Aunque no logró imponerse, considera que la experiencia fue determinante para su crecimiento.
"Jamás se pierde, siempre se aprende. Ahora estamos esperando el llamado para asumir un nuevo desafío", afirma.
Su equipo lo completan Eric Bowie, entrenador de boxeo; José Hernández, preparador físico; Ignacio González, nutricionista, y Andrés Alfaro, kinesiólogo. Además, cuenta con el apoyo de la marca Ficha Galáctica, que lo provee de indumentaria deportiva.
Con ese grupo desarrolla toda su preparación en la Región de Coquimbo. Hasta ahora no ha considerado necesario trasladarse a Santiago o al extranjero, ya que confía plenamente en el trabajo de los profesionales que lo acompañan.
Su próximo objetivo es volver a competir en diciembre, cuando espera integrar una cartelera de la empresa OFL MMA. Mientras aguarda la confirmación, continúa perfeccionando cada uno de los aspectos que exige una disciplina tan completa como demandante.
Entre el gimnasio y el Derecho
La carrera deportiva de Peñailillo siempre ha avanzado de la mano con su formación académica. Actualmente estudia Derecho y realiza su práctica profesional en la Corporación de Asistencia Judicial de Coquimbo.
Sus mañanas y parte de las tardes transcurren entre expedientes, audiencias y responsabilidades jurídicas. Terminada la jornada, cambia la ropa formal por los guantes para entrenar boxeo, MMA y jiu-jitsu. Antes de iniciar la práctica profesional se encontraba preparando su examen de grado, proceso que decidió postergar temporalmente para concentrarse en esta etapa.

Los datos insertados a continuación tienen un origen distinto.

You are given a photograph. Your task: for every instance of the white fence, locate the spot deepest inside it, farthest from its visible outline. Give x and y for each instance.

Soltero y sin hijos, asegura que hoy toda su energía está enfocada en concluir su formación profesional y continuar creciendo en las artes marciales mixtas.
En ese camino, el respaldo de su familia ha sido fundamental. Vive junto a sus padres, Patricio Peñailillo Flores y Patricia Barreros Andón; su abuela, Eugenia Flores, y su hermano, Vicente Peñailillo.
"Ellos han sido un pilar fundamental en toda mi carrera. Me han acompañado de una manera extraordinaria y creo que todos mis logros también son gracias a su apoyo", concluye.